Ultimately experts believe this crisis will not abate without reintegrating Ukraine’s food production into the global food system, a prospect that seems increasingly unlikely in the near term due to the intense escalation in fighting and present lack of negotiations between Russia and Ukraine. Until then, it is likely that food and energy prices will continue to remain high, driving up prices even for staple foods.
To date, the Coop has been largely insulated from these changes, seeing impacts only in the form of increased prices across the board due to inflationary concerns across the economy. But the longer the war ravages on, the more likely it is that these inflationary pressures (and associated high prices) are here to stay. It will take time (and money) to shift to alternative sources of supply, if that is even possible.
As a result of increased prices, many tens of millions are likely to face mass hunger, famine, malnutrition, and possible starvation.

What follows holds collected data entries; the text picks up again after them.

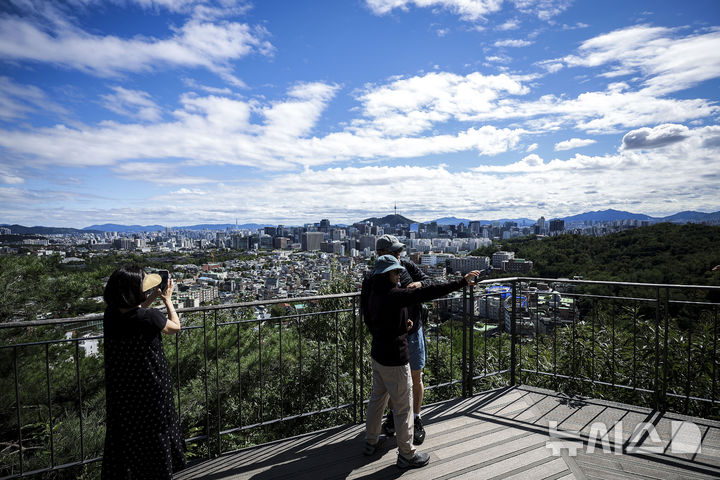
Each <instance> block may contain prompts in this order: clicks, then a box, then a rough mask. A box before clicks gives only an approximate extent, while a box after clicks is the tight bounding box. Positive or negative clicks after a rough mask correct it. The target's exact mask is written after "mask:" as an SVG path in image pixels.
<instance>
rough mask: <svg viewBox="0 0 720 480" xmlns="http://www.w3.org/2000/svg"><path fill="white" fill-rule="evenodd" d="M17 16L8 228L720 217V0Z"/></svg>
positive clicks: (5, 162)
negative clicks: (363, 219)
mask: <svg viewBox="0 0 720 480" xmlns="http://www.w3.org/2000/svg"><path fill="white" fill-rule="evenodd" d="M0 12H2V14H0V64H1V65H2V72H0V218H2V219H3V221H4V222H7V223H8V224H23V225H27V224H32V225H52V226H57V227H70V226H73V228H78V227H77V226H78V225H86V226H87V225H92V224H96V223H117V224H126V225H132V224H137V225H148V224H170V225H180V224H184V223H186V222H185V220H183V219H186V218H189V217H192V218H194V219H196V220H194V221H193V223H195V224H204V223H216V224H217V223H235V220H236V219H237V220H238V222H239V223H249V222H254V223H268V224H288V225H289V224H302V223H305V222H307V221H308V219H320V218H330V219H332V221H333V222H336V223H352V221H357V219H362V218H367V217H371V216H378V215H377V213H375V212H377V211H378V210H380V211H382V210H384V209H385V210H387V211H390V212H391V211H392V209H393V206H394V205H395V204H396V203H397V206H398V211H399V212H401V213H402V214H403V215H405V216H406V217H408V218H417V219H423V220H421V221H427V220H424V219H435V218H441V217H446V216H456V217H461V218H499V219H502V218H522V217H525V218H531V219H536V218H539V217H540V216H545V217H546V218H550V217H565V216H569V215H573V214H577V213H579V212H588V211H596V210H606V209H616V210H622V211H629V212H637V211H640V212H643V213H644V214H647V215H650V216H653V217H665V216H669V215H672V214H675V213H677V212H681V211H702V212H714V211H717V210H718V201H717V185H718V179H720V162H718V161H717V158H719V157H720V125H718V121H717V119H718V115H719V114H720V104H719V101H720V94H719V92H720V55H718V54H717V52H718V51H720V3H718V2H717V1H716V0H697V1H693V2H675V1H671V0H660V1H649V0H642V1H634V2H627V1H618V0H609V1H607V2H580V1H573V0H522V1H521V0H504V1H494V0H493V1H489V0H430V1H420V0H358V1H355V2H338V1H335V0H317V1H313V2H258V1H246V0H227V1H223V2H218V3H208V2H207V1H206V0H169V1H166V0H163V1H160V0H127V1H123V2H100V1H99V0H88V1H83V2H54V1H51V0H37V1H34V2H26V1H24V0H8V1H7V2H5V4H4V6H3V7H0ZM385 206H386V208H385ZM380 207H382V208H380ZM97 219H100V221H98V220H97ZM80 228H82V227H80Z"/></svg>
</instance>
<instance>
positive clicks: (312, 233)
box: [301, 232, 325, 252]
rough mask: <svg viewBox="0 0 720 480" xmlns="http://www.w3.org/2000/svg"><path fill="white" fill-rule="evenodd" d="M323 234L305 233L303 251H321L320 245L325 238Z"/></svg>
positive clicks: (309, 232) (311, 232)
mask: <svg viewBox="0 0 720 480" xmlns="http://www.w3.org/2000/svg"><path fill="white" fill-rule="evenodd" d="M324 237H325V235H323V233H322V232H305V233H303V235H302V242H301V243H302V249H303V250H304V251H306V252H312V251H315V250H320V244H322V241H323V238H324Z"/></svg>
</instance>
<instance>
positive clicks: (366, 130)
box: [0, 82, 525, 183]
mask: <svg viewBox="0 0 720 480" xmlns="http://www.w3.org/2000/svg"><path fill="white" fill-rule="evenodd" d="M337 90H338V87H337V86H335V85H328V84H323V83H317V82H315V83H306V84H298V85H295V86H294V87H292V88H291V89H290V90H289V91H288V94H287V96H286V98H285V99H284V100H282V101H274V102H268V103H265V104H261V103H260V102H259V101H245V100H240V99H232V98H227V97H222V96H215V95H210V96H199V95H197V94H186V95H184V96H183V97H181V99H180V101H181V108H178V109H176V110H175V111H174V112H172V116H173V117H174V118H173V120H172V121H166V122H162V121H161V122H155V123H149V124H145V123H142V124H140V123H130V124H125V123H118V122H111V121H106V122H102V123H101V124H99V125H97V126H87V125H80V126H77V125H75V126H66V125H58V126H55V127H52V128H37V129H33V130H27V131H26V130H10V129H6V130H1V131H0V146H2V147H3V148H5V149H6V150H7V151H9V152H13V153H14V154H15V155H18V156H22V158H24V161H26V162H27V163H28V164H30V165H34V166H43V167H44V166H49V165H54V166H71V167H90V166H113V165H115V166H116V168H115V169H114V170H113V171H114V172H115V173H116V174H119V175H122V176H123V178H130V177H134V178H136V179H139V180H148V181H154V182H157V183H182V182H180V181H178V180H172V179H171V180H168V179H165V178H164V177H163V176H162V175H156V174H155V170H152V171H148V170H146V169H148V168H155V167H156V165H155V164H149V163H146V162H144V160H145V159H156V160H161V159H173V160H174V161H176V162H181V165H185V166H187V167H190V166H202V165H242V166H250V167H254V168H258V169H263V170H265V169H271V170H272V169H294V168H297V167H298V166H308V165H322V164H327V163H333V162H338V161H348V160H354V159H367V160H378V159H393V158H395V159H401V158H415V157H422V156H426V155H432V154H441V153H454V152H462V151H475V152H477V153H478V154H480V155H496V154H498V153H502V152H506V151H508V150H510V149H513V148H515V146H516V145H517V144H518V143H519V142H520V140H521V138H522V136H523V135H524V133H525V132H524V130H522V129H519V128H515V129H512V128H496V127H492V126H482V127H468V128H465V129H462V130H458V131H456V132H455V133H452V134H433V135H428V136H408V135H396V133H397V132H396V131H395V130H393V129H388V130H378V129H377V128H376V127H377V125H375V124H382V122H381V121H380V120H379V119H378V118H376V119H374V122H375V124H374V126H367V125H366V126H365V127H362V128H361V127H358V126H353V127H351V128H349V129H347V130H345V131H339V132H331V133H328V134H325V135H318V134H314V132H313V131H314V129H315V127H316V125H317V123H318V121H319V119H320V117H321V114H322V113H323V111H324V110H325V108H326V107H327V104H328V102H329V101H331V99H332V98H333V97H334V96H335V95H336V92H337ZM116 92H118V93H119V94H122V95H123V96H124V97H128V98H130V99H135V100H137V101H138V102H139V101H147V100H148V99H147V98H146V97H145V96H144V95H139V94H138V92H131V91H124V90H116ZM113 98H115V97H113ZM136 103H137V102H136ZM376 106H377V112H381V111H382V110H383V108H384V107H381V106H378V105H376ZM396 106H397V105H396ZM377 112H376V113H377ZM451 113H452V112H451ZM253 114H254V115H256V116H258V117H259V121H252V119H253ZM449 114H450V113H446V115H449ZM453 114H454V113H453ZM118 165H119V166H118ZM128 165H130V167H128ZM172 176H173V177H174V178H175V179H177V178H181V177H180V176H178V175H177V174H173V175H172ZM182 178H183V179H184V181H186V182H187V183H204V182H205V179H204V178H200V179H199V181H197V182H195V181H193V180H192V179H191V178H189V177H187V176H183V177H182Z"/></svg>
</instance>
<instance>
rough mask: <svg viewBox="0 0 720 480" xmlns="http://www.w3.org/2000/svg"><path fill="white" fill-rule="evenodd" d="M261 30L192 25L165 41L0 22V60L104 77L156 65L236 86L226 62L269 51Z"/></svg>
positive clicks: (66, 24)
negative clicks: (225, 80) (108, 34)
mask: <svg viewBox="0 0 720 480" xmlns="http://www.w3.org/2000/svg"><path fill="white" fill-rule="evenodd" d="M267 35H268V33H267V31H266V30H265V29H264V28H263V27H251V26H249V25H247V24H242V23H237V22H223V23H207V22H200V21H195V20H190V21H188V22H187V23H185V24H184V25H183V26H182V27H180V28H177V29H175V30H174V32H173V34H172V35H171V36H169V37H167V38H163V39H158V38H148V37H140V36H136V37H132V38H120V37H117V36H100V35H94V34H91V33H88V32H85V31H83V30H81V29H79V28H78V27H75V26H73V25H70V24H68V23H61V24H60V25H53V26H52V27H49V28H48V27H42V26H41V25H40V24H36V23H33V22H32V20H31V19H29V18H20V17H13V16H4V17H0V58H2V59H6V60H14V61H23V62H41V63H50V64H53V65H60V66H63V67H67V68H74V69H78V70H81V71H83V72H86V73H90V74H93V75H98V76H102V77H112V76H117V75H119V74H122V73H125V72H149V71H154V70H156V69H157V68H158V67H160V66H165V67H192V68H206V69H208V70H211V71H213V72H215V73H217V74H220V75H222V76H223V78H225V79H226V80H230V81H232V82H233V83H235V84H239V83H241V82H240V81H239V80H237V79H235V78H234V76H233V75H232V72H231V67H230V64H229V62H230V61H231V60H237V59H239V58H242V57H245V56H247V55H250V54H252V53H260V54H262V55H269V54H271V53H272V51H273V46H272V45H271V44H270V43H269V42H268V41H266V40H265V37H267Z"/></svg>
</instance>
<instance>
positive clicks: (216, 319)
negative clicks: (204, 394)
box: [213, 310, 222, 455]
mask: <svg viewBox="0 0 720 480" xmlns="http://www.w3.org/2000/svg"><path fill="white" fill-rule="evenodd" d="M217 312H218V311H217V310H213V321H214V324H215V325H214V328H215V395H216V396H217V409H218V413H217V416H218V431H217V437H216V441H217V454H218V455H220V454H221V453H222V438H220V432H221V431H222V415H221V413H222V411H221V406H220V396H221V395H220V358H219V353H218V350H220V348H219V343H218V338H217V330H218V326H217Z"/></svg>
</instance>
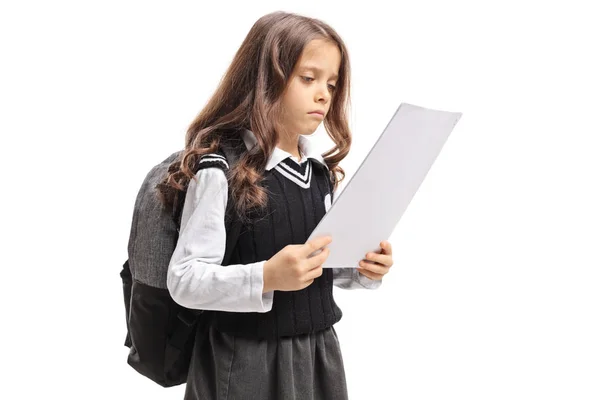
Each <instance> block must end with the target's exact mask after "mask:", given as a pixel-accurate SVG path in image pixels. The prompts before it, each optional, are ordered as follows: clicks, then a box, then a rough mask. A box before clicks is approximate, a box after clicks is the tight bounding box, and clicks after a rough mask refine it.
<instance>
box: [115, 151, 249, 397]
mask: <svg viewBox="0 0 600 400" xmlns="http://www.w3.org/2000/svg"><path fill="white" fill-rule="evenodd" d="M244 150H245V149H244ZM241 151H242V148H241V146H236V147H233V148H226V147H222V150H221V151H220V152H219V154H221V155H222V156H224V157H225V158H226V159H227V162H228V164H229V167H230V168H231V167H232V166H233V165H234V164H235V162H236V161H237V159H238V158H239V156H240V155H241ZM181 155H182V151H178V152H176V153H173V154H171V155H170V156H169V157H168V158H166V159H165V160H164V161H162V162H161V163H160V164H158V165H156V166H154V167H153V168H152V169H151V170H150V172H149V173H148V174H147V175H146V178H145V179H144V181H143V183H142V185H141V188H140V190H139V192H138V195H137V198H136V201H135V206H134V210H133V219H132V223H131V231H130V236H129V244H128V248H127V250H128V259H127V261H125V263H124V264H123V268H122V271H121V273H120V276H121V280H122V283H123V295H124V300H125V317H126V324H127V325H126V326H127V335H126V339H125V346H127V347H129V349H130V351H129V355H128V357H127V363H128V364H129V365H130V366H131V367H133V368H134V369H135V370H136V371H137V372H139V373H140V374H142V375H144V376H146V377H147V378H149V379H151V380H152V381H154V382H156V383H158V384H159V385H161V386H163V387H170V386H176V385H180V384H182V383H185V381H186V379H187V372H188V369H189V363H190V358H191V354H192V349H193V346H194V338H195V334H196V329H197V328H199V325H200V324H202V323H203V321H204V318H203V317H204V315H203V312H202V310H190V309H187V308H184V307H182V306H180V305H179V304H177V303H175V301H174V300H173V299H172V298H171V296H170V295H169V291H168V289H167V269H168V266H169V262H170V260H171V255H172V254H173V251H174V250H175V245H176V244H177V239H178V236H179V223H180V221H181V211H182V208H183V201H184V199H185V193H180V195H179V196H178V197H179V198H178V199H177V200H176V206H175V207H174V209H173V210H172V211H171V210H167V209H166V208H165V207H164V206H163V204H162V203H161V201H160V199H159V197H158V192H157V189H156V185H157V184H158V183H159V182H160V181H161V180H162V178H163V177H164V176H165V174H166V173H167V169H168V167H169V165H170V164H171V162H172V161H174V160H175V159H176V158H179V157H180V156H181ZM198 165H199V163H198V164H197V167H196V168H199V167H198ZM202 165H203V166H206V165H207V163H206V162H204V163H203V164H202ZM197 171H198V169H196V170H195V171H194V173H195V172H197ZM232 207H233V205H232V202H231V196H229V201H228V205H227V218H226V221H225V222H226V230H227V240H226V242H227V244H226V250H225V257H224V259H223V263H222V264H223V265H227V264H228V261H229V259H230V257H231V252H232V250H233V248H234V246H235V243H236V242H237V238H238V236H239V232H240V228H241V224H240V223H239V222H238V219H236V218H233V212H232Z"/></svg>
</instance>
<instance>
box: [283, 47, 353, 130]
mask: <svg viewBox="0 0 600 400" xmlns="http://www.w3.org/2000/svg"><path fill="white" fill-rule="evenodd" d="M341 60H342V56H341V53H340V51H339V49H338V47H337V45H335V44H334V43H332V42H330V41H325V40H323V39H315V40H312V41H311V42H309V43H308V44H307V45H306V46H305V47H304V50H303V51H302V55H301V56H300V59H299V60H298V62H297V63H296V65H295V67H294V71H293V72H292V75H291V76H290V78H289V80H288V83H287V86H286V89H285V91H284V93H283V99H282V103H283V116H282V118H283V125H284V126H285V127H286V129H287V131H288V132H289V133H290V134H298V135H310V134H312V133H314V132H315V131H316V129H317V128H318V126H319V124H320V123H321V122H322V121H323V119H324V118H325V116H326V115H327V112H328V111H329V107H330V106H331V101H332V97H333V94H334V91H335V86H336V84H337V78H338V73H339V69H340V63H341ZM315 112H322V115H321V114H318V113H315Z"/></svg>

Coop members are not totally powerless to watch this crisis unfold. The World Food Programme runs entirely on donations, and is currently facing a 50% budget shortfall due to the increase in food prices. Donations to the WFP will go directly towards reducing hunger and averting famine in the hardest hit areas of the world.
Beyond that, we can demand that our policymakers remove protectionist trade policies to ensure the food, fertilizers, and humanitarian supplies are exempt from sanctions, and encourage greater market transparency to avoid profiteering behavior. After that, all we can hope for is a swift end to the violence.
John B. Thomas is a consultant working on environmental policy. He has been a Coop member since 2012.